O Coronel Vacariano não é o carismático Toríbio Terra Cambará de O Tempo e o Vento – é, na verdade, um bravateiro hipócrita metido em amplas negociatas que adora criticar a corrupção dos partidos de oposição, faz-se de muito macho e leva a mão ao revólver por qualquer motivo, mas que, na única cena em que de fato precisa participar de uma altercação física contra os sindicalistas que estão montando um piquete na frente do cemitério, é facilmente desarmado e vencido. A política miúda de província, aquela mesma que, em O Tempo e o Vento, havia gerado um personagem rico e complexo como Rodrigo Terra Cambará, em Incidente… dá origem a uma elite conservadora e arraigada aos seus preconceitos de tal modo que está disposta a qualquer golpe, inclusive político, para mantê-los.
Uma conclusão
Não é surpresa para ninguém que esses mesmos temas continuem na ordem do dia 50 anos depois, uma vez que Erico escreve Incidente em Antares como uma resposta direta aos desmandos dessa ditadura militar de 1964 – hoje objeto de uma onda revisionista que tenta transformá-la em movimento legítimo e não mera quartelada. Quando os conflitos do livro são pacificados, os mortos voltam às suas sepulturas, o sepultamento ocorre e a sociedade volta a uma aparência de normalidade. É aí que começa a ser posta em prática uma brutal operação de apagamento de tudo que ocorreu – não por coincidência, chamada de “Operação Borracha”.
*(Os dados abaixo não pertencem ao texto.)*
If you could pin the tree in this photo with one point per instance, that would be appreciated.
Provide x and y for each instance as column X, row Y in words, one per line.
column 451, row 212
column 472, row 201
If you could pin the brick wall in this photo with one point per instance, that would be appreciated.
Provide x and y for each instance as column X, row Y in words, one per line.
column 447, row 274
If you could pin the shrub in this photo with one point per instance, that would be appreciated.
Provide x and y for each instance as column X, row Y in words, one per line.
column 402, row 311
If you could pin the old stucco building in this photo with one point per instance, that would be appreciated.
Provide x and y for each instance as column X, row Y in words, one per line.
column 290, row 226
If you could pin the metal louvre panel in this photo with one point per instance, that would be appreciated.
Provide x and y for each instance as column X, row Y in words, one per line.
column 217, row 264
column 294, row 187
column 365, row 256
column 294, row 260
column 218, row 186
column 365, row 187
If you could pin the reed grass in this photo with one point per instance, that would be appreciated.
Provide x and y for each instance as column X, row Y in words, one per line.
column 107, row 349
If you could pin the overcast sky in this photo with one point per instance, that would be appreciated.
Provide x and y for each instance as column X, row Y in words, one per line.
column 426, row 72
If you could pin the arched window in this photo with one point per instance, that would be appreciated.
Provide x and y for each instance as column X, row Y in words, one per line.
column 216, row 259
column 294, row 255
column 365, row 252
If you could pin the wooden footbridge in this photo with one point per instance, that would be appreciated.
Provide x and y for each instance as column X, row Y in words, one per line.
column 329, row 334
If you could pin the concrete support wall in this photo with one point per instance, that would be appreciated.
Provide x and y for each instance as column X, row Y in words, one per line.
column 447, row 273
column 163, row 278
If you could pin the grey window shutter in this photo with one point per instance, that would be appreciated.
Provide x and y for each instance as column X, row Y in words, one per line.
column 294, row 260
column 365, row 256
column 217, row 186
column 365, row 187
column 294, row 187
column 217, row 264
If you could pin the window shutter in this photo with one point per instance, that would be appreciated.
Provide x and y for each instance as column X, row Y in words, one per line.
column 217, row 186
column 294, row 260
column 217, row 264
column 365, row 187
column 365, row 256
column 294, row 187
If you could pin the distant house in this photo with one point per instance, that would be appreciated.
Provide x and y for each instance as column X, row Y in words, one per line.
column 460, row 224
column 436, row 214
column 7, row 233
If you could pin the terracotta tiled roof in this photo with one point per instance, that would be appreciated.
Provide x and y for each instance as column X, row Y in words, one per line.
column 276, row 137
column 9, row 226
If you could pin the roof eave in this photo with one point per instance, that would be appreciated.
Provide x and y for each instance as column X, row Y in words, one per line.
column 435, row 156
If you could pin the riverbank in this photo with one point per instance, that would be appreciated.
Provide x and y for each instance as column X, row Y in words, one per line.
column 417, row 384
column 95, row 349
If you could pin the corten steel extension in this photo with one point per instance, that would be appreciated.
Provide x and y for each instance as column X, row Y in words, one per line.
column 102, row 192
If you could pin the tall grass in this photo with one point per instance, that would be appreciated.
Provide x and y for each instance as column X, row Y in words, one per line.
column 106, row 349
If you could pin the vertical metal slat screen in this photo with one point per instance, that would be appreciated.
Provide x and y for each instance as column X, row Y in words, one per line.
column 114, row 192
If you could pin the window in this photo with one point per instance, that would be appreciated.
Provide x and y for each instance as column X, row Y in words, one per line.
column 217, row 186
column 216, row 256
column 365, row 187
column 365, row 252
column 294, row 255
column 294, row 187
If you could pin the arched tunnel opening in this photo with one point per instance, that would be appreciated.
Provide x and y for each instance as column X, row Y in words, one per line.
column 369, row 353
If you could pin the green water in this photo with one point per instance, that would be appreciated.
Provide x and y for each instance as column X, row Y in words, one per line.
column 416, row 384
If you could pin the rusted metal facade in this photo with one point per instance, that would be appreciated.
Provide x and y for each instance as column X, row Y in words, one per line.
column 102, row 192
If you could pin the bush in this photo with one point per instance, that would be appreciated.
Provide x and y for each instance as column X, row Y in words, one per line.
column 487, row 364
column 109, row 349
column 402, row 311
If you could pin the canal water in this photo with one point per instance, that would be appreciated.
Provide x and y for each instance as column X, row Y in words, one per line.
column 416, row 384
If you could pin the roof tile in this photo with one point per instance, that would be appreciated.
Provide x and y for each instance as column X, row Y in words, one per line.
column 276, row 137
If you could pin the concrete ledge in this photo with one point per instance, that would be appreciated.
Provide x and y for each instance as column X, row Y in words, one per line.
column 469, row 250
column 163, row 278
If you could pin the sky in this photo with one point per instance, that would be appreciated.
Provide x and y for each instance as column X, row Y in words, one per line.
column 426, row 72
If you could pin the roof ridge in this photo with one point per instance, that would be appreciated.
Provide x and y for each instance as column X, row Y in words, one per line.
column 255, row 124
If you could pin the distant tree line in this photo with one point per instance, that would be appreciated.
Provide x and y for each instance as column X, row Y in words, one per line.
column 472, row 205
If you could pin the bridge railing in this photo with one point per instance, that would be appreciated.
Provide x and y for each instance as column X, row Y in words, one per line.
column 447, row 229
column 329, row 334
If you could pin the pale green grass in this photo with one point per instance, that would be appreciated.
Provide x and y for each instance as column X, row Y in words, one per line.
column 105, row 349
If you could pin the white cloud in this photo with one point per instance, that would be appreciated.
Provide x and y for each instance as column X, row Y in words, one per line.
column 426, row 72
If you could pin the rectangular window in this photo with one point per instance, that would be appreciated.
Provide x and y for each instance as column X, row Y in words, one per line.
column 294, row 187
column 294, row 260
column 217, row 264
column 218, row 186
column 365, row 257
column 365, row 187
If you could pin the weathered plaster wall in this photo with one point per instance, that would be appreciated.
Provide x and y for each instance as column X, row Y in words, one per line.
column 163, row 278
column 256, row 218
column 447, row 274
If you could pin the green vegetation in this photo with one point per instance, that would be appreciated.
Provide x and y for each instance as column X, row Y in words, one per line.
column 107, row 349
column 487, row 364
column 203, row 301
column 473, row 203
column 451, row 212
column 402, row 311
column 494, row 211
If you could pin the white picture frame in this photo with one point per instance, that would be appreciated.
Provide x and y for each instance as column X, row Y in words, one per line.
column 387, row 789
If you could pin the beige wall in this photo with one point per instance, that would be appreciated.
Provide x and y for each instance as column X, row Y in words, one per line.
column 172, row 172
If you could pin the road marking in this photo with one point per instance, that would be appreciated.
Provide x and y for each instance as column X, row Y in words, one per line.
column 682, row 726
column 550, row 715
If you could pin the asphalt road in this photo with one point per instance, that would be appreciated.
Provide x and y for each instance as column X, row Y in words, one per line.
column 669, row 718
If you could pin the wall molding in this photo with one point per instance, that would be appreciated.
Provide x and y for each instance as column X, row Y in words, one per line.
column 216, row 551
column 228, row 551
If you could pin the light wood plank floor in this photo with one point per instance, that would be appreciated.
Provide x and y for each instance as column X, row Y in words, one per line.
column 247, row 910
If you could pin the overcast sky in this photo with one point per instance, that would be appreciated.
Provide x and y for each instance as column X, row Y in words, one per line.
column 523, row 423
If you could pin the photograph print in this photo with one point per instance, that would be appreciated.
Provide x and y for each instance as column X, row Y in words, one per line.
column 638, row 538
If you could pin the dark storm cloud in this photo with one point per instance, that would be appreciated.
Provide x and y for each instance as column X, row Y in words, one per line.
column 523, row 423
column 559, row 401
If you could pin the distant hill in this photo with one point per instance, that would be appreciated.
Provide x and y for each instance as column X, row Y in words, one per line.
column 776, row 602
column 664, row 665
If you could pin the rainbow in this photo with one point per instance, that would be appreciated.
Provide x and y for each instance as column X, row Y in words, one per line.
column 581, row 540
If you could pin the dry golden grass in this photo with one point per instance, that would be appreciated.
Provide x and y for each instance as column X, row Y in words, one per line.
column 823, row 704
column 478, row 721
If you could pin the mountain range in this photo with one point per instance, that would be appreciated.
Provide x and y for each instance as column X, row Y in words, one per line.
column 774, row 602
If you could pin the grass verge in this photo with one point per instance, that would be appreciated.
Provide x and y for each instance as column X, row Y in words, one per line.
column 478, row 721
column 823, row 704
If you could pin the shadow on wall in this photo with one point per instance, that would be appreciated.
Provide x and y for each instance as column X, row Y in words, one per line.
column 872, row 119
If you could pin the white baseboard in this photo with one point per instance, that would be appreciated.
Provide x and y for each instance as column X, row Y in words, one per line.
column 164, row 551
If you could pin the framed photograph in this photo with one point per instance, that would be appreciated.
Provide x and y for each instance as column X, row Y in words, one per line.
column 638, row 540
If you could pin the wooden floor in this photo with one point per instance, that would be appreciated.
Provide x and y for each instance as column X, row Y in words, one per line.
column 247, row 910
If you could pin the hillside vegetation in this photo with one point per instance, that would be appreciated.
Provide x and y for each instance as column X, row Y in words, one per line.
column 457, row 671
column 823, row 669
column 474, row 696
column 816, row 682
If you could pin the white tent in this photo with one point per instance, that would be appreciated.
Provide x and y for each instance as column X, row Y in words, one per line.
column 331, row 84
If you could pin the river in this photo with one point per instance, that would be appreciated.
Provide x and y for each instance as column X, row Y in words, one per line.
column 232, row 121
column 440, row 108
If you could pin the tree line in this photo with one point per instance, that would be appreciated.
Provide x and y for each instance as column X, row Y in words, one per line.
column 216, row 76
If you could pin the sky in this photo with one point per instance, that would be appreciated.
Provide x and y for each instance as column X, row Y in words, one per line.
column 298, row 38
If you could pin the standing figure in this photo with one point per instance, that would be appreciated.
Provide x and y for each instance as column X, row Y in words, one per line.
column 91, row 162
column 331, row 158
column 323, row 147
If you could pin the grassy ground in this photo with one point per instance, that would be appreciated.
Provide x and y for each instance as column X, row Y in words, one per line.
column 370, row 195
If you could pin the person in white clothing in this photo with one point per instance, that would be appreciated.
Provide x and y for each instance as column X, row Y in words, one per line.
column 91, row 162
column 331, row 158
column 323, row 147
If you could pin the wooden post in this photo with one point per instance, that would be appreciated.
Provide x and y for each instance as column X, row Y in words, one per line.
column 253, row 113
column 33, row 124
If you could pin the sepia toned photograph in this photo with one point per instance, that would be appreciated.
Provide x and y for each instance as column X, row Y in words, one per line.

Essa tentativa de apagamento do “Incidente” é mostrada por Erico em paralelo com as tentativas reais de encobrimento, silenciamento e de supressão da dissidência durante aquela ditadura militar na qual o livro foi publicado. Diga-se de passagem, ele avança, o final do livro avança até o momento em que a ditadura já está instalada e, na última e emblemática cena, uma palavra escrita no muro “liberdade” está sendo apagada quando é lida por um menino que passa com o pai – como aponta Maria da Glória Bordini, a própria linguagem apagada na tentativa de repressão da história, algo que temos visto de modo sistemático neste Brasil de Bolsonaro – que, como qualquer um aí pode deduzir sozinho, não combina com Erico, João Ubaldo, arte sofisticada e visões de mundo complexas. Fica então, esse Brasil, relegado neste texto a um mero caça-cliques porque já tem gente demais falando nele para que eu me dê ao trabalho. Não há muito o que dizer, aliás, é só olhar pela janela. Considerando o histórico recorrente e sistemático de figuras sinistras sequestrando a noção de pátria para propósitos autoritários, o que nos resta para celebrar neste país é mesmo seu povo e sua arte.